Fig. 4: Crookes radiometer: a windmill-like device placed in a vacuum flask. Upon irradiation windmill vanes rotate.


The main advantage of using wing-scale type of structure is that the effect can be observed without reducing the air pressure (vacuum), directly in the air. This is exactly what we did – we cut a circular piece of the Morpho butterfly wing and mounted it in an appropriate holder (Fig. 5). If observed more closely we can see that wing scales have a rather regular arrangement (rows and columns) and look just like pixels on a camera chip.


Fig.5: Image on the left shows a circular section of a Morpho butterfly wing, whose enlarged part is (middle) reveals an array of blue wing scales. Image on the right is a holographic reconstruction of a wing scale, where red patch is due to the irradiation with an infrared beam.


If a part of the wing is irradiated with a light beam, we can expect that each wing scale will slightly heat-up and move in proportion to the photophoretic forces. Holography is capable of revealing heated area and displaying it as an image (rightmost image in Fig. 5).

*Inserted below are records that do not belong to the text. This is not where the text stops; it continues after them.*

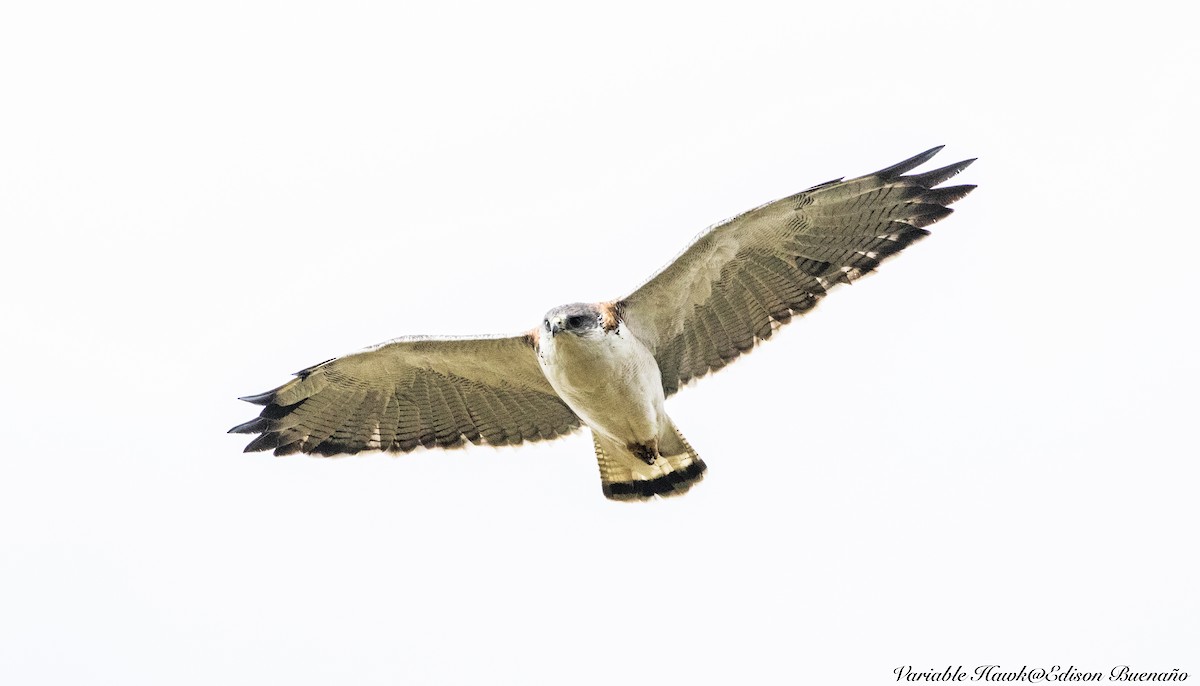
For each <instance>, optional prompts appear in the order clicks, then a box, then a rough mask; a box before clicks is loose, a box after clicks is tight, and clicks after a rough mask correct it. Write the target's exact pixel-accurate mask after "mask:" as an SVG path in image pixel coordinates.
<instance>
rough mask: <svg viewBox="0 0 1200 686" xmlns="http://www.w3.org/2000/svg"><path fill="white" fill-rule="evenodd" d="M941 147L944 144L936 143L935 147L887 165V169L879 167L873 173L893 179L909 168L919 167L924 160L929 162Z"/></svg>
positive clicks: (905, 170)
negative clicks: (939, 144) (912, 155)
mask: <svg viewBox="0 0 1200 686" xmlns="http://www.w3.org/2000/svg"><path fill="white" fill-rule="evenodd" d="M943 148H946V146H944V145H938V146H937V148H930V149H929V150H926V151H924V152H922V154H920V155H914V156H912V157H910V158H907V160H905V161H904V162H896V163H895V164H893V166H892V167H888V168H887V169H880V170H878V171H876V173H875V175H876V176H881V177H883V179H895V177H896V176H899V175H901V174H904V173H905V171H908V170H910V169H916V168H917V167H920V166H922V164H924V163H925V162H929V161H930V160H931V158H932V157H934V156H935V155H937V154H938V152H941V151H942V149H943Z"/></svg>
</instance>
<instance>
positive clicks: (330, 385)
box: [229, 336, 580, 456]
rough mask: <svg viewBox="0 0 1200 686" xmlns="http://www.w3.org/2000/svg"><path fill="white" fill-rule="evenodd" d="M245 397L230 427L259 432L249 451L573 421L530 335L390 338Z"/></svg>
mask: <svg viewBox="0 0 1200 686" xmlns="http://www.w3.org/2000/svg"><path fill="white" fill-rule="evenodd" d="M242 399H244V401H247V402H251V403H254V404H259V405H264V407H263V410H262V413H260V414H259V416H258V417H256V419H253V420H251V421H248V422H246V423H244V425H240V426H236V427H234V428H232V429H229V431H230V433H251V434H254V433H257V434H260V435H259V437H258V438H256V439H254V440H252V441H251V443H250V445H247V446H246V451H247V452H251V451H258V450H274V451H275V455H289V453H294V452H306V453H311V455H323V456H332V455H353V453H356V452H361V451H364V450H385V451H395V452H408V451H410V450H415V449H416V447H418V446H425V447H455V446H460V445H463V444H464V443H467V441H469V443H475V444H479V443H486V444H490V445H511V444H518V443H521V441H523V440H546V439H552V438H557V437H560V435H563V434H566V433H570V432H571V431H575V429H576V428H578V427H580V420H578V417H576V416H575V413H572V411H571V410H570V408H568V407H566V405H565V404H564V403H563V401H562V399H559V398H558V395H557V393H554V390H553V389H552V387H551V386H550V383H548V381H546V378H545V375H542V373H541V369H540V368H539V366H538V361H536V357H535V353H534V349H533V344H532V341H530V339H529V338H528V337H527V336H509V337H481V338H433V337H408V338H397V339H396V341H390V342H388V343H383V344H380V345H376V347H373V348H368V349H366V350H362V351H361V353H355V354H353V355H346V356H343V357H337V359H335V360H329V361H326V362H322V363H320V365H316V366H313V367H308V368H307V369H304V371H301V372H299V373H296V378H295V379H293V380H290V381H288V383H287V384H283V385H282V386H280V387H277V389H275V390H272V391H268V392H265V393H259V395H257V396H247V397H245V398H242Z"/></svg>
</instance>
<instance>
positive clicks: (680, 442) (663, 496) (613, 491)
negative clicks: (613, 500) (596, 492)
mask: <svg viewBox="0 0 1200 686" xmlns="http://www.w3.org/2000/svg"><path fill="white" fill-rule="evenodd" d="M592 443H593V444H595V449H596V462H599V463H600V483H601V486H602V488H604V494H605V498H608V499H610V500H649V499H652V498H654V497H661V498H667V497H671V495H682V494H684V493H686V492H688V489H689V488H691V486H692V485H694V483H698V482H701V481H703V479H704V470H707V469H708V467H707V465H704V461H703V459H701V458H700V456H698V455H696V451H695V450H692V449H691V445H689V444H688V440H686V439H685V438H683V434H680V433H679V429H678V428H676V426H674V422H670V421H668V423H667V427H666V429H664V432H662V433H661V434H660V435H659V438H658V441H656V443H654V444H649V445H636V446H626V445H623V444H620V443H618V441H616V440H613V439H611V438H608V437H605V435H601V434H599V433H596V432H595V431H593V432H592Z"/></svg>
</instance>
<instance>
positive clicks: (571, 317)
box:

Our experiments have shown that butterfly wing can be used as a sensor in broad spectral range, spanning ultraviolet, visible, infrared and even terahertz radiation. Sensitivity and response speed are high, promising a new type of photo-detection for a range of applications where invisible radiation should be imaged.

Employing nanotechnology we will try to manufacture the pixels inspired by butterfly wing structures and to use those pixels in multispectral camera with holographic read-out.